Миллефиори - страница 6



Первым делом она избавилась от красавицы Орловой, убедив её в том, что вдвоём здесь делать нечего, что сама не пропустит ни одного посещения, а Оле нужно заниматься, что дневник волонтёра Нонна ей предоставит в лучшем виде, останется только аккуратненько переписать.

Следующим пунктом было – понравиться Витиным родителям. Нонка забыла про яркую косметику, волосы стягивала в аскетичный вдовий хвостик, платьице надевала скромное, серенькое, украшая его белым воротничком. Улыбка – недорогой способ выглядеть лучше. И Нонка старалась. Беспрерывно улыбаясь, она преданно глядела в глаза Анне Никифоровне, нежно натирала ей больное колено вонючей мазью и щебетала, щебетала… Из её рассказов выходило, что она дочь подполковника, работавшего по приказу главнокомандования в побеждённом Берлине и погибшего через шесть лет после Победы в результате взрыва мины, заложенной ещё отступавшими фашистами.

– В конце 1950 года он приезжал в отпуск, сказал, что заберёт маму в Германию. Вот тогда-то она и забеременела. А когда я родилась в 1951‐м, папы уже не было. Мама так его любила, что чуть руки на себя не наложила. И знаете, мне кажется, она от горя помешалась чуток. Она до сих пор немного странноватая. Но я её обожаю и ухаживаю за ней, как за ребёнком.

В том-то и заключается весь ужас вранья: со временем ты сам начинаешь верить в свои небылицы.

Витины родители пожалели бедную Нонночку, подумали: «Что ж, с лица воды не пить, а у девочки медицинское образование, да и ласковая вроде. А кто ещё за него пойдёт, за слепого?» Нашли знакомых со связями, помогли Нонне с горем пополам закончить училище и предложили переехать к ним.

Бывают минуты, за которые можно отдать месяцы и годы. Минута, когда в тесном загсе Советского района Нонна услышала фразу: «Молодые, обменяйтесь кольцами», была именно такой. Её «любимой мамочки» на свадьбе, конечно же, не было: у неё как раз якобы случилось небольшое весеннее обострение, и все решили, что ей лучше отлежаться дома в тишине.

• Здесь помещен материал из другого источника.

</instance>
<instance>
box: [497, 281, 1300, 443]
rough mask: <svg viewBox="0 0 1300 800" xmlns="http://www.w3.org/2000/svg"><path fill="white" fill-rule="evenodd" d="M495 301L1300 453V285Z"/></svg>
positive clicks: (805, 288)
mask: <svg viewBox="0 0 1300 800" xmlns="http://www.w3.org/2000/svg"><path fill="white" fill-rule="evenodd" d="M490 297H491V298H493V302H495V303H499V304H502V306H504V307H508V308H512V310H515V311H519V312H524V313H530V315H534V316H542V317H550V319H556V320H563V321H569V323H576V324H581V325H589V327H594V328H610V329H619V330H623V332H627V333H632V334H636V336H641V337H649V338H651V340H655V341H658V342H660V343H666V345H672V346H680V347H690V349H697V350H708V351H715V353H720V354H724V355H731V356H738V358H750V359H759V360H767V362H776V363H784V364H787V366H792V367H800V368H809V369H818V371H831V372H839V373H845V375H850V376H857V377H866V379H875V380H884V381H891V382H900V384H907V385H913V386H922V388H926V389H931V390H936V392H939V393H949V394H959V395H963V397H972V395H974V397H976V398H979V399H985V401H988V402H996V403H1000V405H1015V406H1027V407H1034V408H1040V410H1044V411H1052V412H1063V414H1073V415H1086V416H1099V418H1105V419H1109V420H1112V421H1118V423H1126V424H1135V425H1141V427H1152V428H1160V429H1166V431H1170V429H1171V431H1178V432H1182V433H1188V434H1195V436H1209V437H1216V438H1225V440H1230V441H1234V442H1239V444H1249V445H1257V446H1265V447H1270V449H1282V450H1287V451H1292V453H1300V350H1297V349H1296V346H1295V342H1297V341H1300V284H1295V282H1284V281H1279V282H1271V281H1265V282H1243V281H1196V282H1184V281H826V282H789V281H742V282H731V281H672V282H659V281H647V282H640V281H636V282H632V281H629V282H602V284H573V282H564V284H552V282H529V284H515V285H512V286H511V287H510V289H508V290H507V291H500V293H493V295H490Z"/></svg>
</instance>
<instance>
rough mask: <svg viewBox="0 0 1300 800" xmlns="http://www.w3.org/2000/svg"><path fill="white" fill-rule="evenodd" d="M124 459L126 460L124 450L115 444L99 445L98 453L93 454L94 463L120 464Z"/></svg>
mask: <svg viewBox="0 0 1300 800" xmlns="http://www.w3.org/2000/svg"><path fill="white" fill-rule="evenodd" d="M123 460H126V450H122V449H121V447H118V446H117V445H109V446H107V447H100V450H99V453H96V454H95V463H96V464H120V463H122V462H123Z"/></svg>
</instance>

Сева Румянцев, лучший друг и шафер, разливал шампанское, кричал: «Горько!», а потом, когда вывел Витю покурить, спросил:

– Ну, старик, ты хоть счастлив?

Витя пожал плечами и спросил:

– Скажи по-дружески, Нонна красивая?

Сева сказал:

– Очень.

И это была святая ложь.


Выражение «на верху блаженства» неправильное. У блаженства нет верха. Нонка трескалась от счастья. Через три года она стала экспертом в том, что называют «жить хорошо». Единственным, что мешало ей полностью и безраздельно наслаждаться жизнью, были Витины родители. Александра Александровича, его начальственного вида она откровенно побаивалась. Но он хотя бы всю неделю ходил на работу, а вот от постоянного зоркого взгляда Анны Никифоровны укрыться было невозможно. Но нужно было соответствовать придуманному имиджу пай-девочки, дочки подполковника, и, стиснув зубы, Нонка скребла, чистила, отмывала, стирала… Слава богу, хоть к плите её свекровь не подпускала, однако требовала, чтобы Нонна вникала в кулинарные тонкости, слушала её советы, перенимала опыт. Часто брала невестку с собой на рынок, учила выбирать самое свежее и лучшее. В общем, Нонна прошла настоящую школу домоводства. Вскоре она крутила рулеты, месила тесто, начиняла утку, варила борщи, крошила салаты, украшала заливное, делала многослойные торты почти так же виртуозно, как её учительница.

Видимо, переживания о семейной трагедии не прошли даром: через год Анна Никифоровна занемогла, стала худеть на глазах. Врачи поставили самый неутешительный диагноз: онкология. Бог пожалел Нонку: ухаживать за свекровью пришлось совсем недолго, всего через пять месяцев она тихо и безропотно умерла. Похоронили её на Восточном кладбище.